India’s Silence On Khamenei Killing: Sonia slams Modi govt

Demands debate in Parliament
New Delhi: In a scathing criticism of the Modi government, Congress Parliamentary Party chairperson Sonia Gandhi on Tuesday said its silence on the targeted assassination of Iran's Supreme Leader Ayatollah Ali Khamenei is not neutral but an abdication and raises serious doubts about the direction and credibility of India's foreign policy.
The former Congress president also demanded that when Parliament reconvenes for the second part of the budget session, the government's "disturbing silence" over the breakdown of international order must be debated openly and without evasion.
In her article published in a national newspaper, Gandhi said there is an urgent need for “us to rediscover” the moral strength and articulate it with clarity and commitment. “On March 1, Iran confirmed that its Supreme Leader Ayatollah Seyed Ali Hosseini Khamenei had been assassinated in targeted strikes carried out the previous day by the United States and Israel.
The killing of a sitting head of state in the midst of ongoing negotiations marks a grave rupture in contemporary international relations,” Gandhi said.
Yet, beyond the shock of the event, what stands out equally starkly is New Delhi’s silence, she said.
The Government of India has refrained from condemning the assassination or the violation of Iranian sovereignty, she noted.
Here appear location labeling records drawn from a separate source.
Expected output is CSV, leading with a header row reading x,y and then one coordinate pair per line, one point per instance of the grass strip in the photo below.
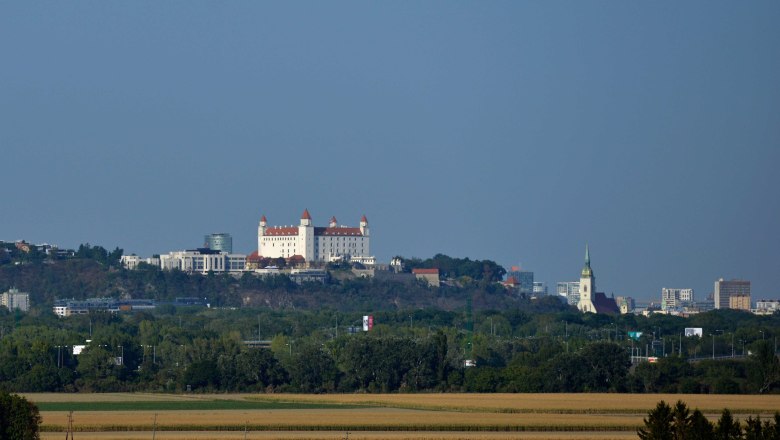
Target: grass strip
x,y
342,427
208,405
495,410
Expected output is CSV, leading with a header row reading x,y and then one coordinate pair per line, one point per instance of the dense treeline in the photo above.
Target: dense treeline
x,y
421,341
679,422
460,268
410,350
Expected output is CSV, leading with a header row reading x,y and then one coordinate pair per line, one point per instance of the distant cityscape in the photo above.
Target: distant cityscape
x,y
303,252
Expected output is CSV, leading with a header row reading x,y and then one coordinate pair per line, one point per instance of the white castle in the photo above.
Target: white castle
x,y
316,244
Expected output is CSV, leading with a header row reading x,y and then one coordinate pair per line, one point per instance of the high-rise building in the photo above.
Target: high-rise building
x,y
14,299
739,301
524,280
219,242
725,289
673,298
570,290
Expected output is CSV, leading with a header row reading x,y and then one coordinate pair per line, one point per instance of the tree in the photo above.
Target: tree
x,y
658,424
19,419
700,427
727,428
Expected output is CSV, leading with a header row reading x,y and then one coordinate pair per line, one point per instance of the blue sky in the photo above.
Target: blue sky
x,y
513,131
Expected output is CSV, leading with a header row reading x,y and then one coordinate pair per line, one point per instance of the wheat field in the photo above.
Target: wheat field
x,y
390,416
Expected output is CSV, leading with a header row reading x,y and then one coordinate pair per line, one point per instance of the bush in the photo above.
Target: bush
x,y
19,419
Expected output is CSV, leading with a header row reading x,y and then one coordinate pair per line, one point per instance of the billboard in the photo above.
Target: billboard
x,y
368,322
693,331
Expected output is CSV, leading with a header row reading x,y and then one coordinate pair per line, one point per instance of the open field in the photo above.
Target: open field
x,y
353,435
371,416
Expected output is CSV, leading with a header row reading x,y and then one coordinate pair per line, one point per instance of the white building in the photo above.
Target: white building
x,y
315,244
203,261
767,306
570,290
724,290
672,298
14,299
131,262
592,301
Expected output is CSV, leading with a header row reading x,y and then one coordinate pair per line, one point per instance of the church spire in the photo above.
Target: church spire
x,y
587,272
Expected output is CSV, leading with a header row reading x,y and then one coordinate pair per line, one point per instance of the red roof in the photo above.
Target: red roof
x,y
338,231
425,271
281,230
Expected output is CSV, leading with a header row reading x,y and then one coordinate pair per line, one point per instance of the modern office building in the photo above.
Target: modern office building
x,y
570,290
315,244
767,306
626,304
203,261
14,299
524,280
725,289
219,242
540,288
740,301
672,298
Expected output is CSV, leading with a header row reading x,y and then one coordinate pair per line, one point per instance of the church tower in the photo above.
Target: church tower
x,y
587,286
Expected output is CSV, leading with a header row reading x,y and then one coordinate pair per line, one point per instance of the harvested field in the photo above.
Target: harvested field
x,y
353,435
381,419
371,416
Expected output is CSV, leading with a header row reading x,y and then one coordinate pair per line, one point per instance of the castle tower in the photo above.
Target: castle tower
x,y
587,286
305,241
261,232
364,226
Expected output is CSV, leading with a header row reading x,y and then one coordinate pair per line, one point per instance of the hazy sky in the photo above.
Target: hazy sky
x,y
513,131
‘Initially, ignoring the massive US-Israeli onslaught, the Prime Minister (Narendra Modi) confined himself to condemning Iran’s retaliatory strike on the UAE without addressing the sequence of events that preceded it. Later, he uttered platitudes about his ‘deep concern’ and talked of ‘dialogue and diplomacy’ -- which is precisely what was underway before the massive unprovoked attacks launched by Israel and the US,” Gandhi said.